How to remove all duplications of characters

Discussion in 'Perl Misc' started by Ignoramus21673, Apr 24, 2006.

  1. I am writing a little mail filter:

    I receive messages with Subjects such as:

    Hardcoore incesst Content

    I want to replace that with "Hardcore incest Content" (note removal of
    duplicate characters.
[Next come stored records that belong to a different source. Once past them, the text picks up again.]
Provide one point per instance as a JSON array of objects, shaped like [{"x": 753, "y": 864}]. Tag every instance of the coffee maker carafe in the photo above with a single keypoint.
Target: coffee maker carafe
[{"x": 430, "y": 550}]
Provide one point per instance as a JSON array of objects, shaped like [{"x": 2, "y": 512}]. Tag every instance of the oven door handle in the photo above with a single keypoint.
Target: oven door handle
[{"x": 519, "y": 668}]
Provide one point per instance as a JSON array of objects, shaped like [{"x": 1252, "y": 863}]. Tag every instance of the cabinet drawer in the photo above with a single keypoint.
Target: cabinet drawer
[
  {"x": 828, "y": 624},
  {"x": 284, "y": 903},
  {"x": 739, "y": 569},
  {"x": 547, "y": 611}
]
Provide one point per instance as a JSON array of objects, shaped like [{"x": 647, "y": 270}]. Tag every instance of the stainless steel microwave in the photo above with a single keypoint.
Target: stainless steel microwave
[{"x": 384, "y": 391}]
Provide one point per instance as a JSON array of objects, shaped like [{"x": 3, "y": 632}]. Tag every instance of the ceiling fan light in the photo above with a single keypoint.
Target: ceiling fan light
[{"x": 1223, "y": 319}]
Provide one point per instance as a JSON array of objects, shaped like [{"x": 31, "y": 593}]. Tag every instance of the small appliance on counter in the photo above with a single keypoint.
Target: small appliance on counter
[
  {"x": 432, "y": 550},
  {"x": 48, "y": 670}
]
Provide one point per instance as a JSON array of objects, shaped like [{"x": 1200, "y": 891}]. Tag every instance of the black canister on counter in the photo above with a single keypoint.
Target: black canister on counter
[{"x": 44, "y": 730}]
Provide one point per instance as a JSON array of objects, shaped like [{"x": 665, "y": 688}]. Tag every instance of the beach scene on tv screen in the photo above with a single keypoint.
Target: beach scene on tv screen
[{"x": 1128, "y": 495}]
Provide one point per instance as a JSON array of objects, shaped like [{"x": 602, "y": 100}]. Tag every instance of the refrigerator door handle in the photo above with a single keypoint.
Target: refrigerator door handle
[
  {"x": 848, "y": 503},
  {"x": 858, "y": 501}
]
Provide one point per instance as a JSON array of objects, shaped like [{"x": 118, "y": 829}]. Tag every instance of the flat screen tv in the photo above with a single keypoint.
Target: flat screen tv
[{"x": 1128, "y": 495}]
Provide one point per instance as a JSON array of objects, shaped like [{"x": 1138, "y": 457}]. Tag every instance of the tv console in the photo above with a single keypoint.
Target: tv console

Is there some regexp that would let me do that.

    i
     
    Ignoramus21673, Apr 24, 2006
    #1
    1. Advertising

  2. Ignoramus21673

    David Squire Guest

    Ignoramus21673 wrote:
    > I am writing a little mail filter:
    >
    > I receive messages with Subjects such as:
    >
    > Hardcoore incesst Content
    >
    > I want to replace that with "Hardcore incest Content" (note removal of
    > duplicate characters. Is there some regexp that would let me do that.


    Yes.

    What have you tried so far?

    Also, many English words contain perfectly valid double letters (there's
    one now :) ). If you want your filtered results to be human-readable,
    you will need to take that into account. If you intend just to reduce
    things to a standard form before feeding to a filter, then this will not
    matter.

    DS
     
    David Squire, Apr 24, 2006
    #2
    1. Advertising

  3. Ignoramus21673

    Lukas Mai Guest

    Ignoramus21673 <ignoramus21673@nospam.21673.invalid> schrob:
    > I am writing a little mail filter:
    >
    > I receive messages with Subjects such as:
    >
    > Hardcoore incesst Content
    >
    > I want to replace that with "Hardcore incest Content" (note removal of
    > duplicate characters. Is there some regexp that would let me do that.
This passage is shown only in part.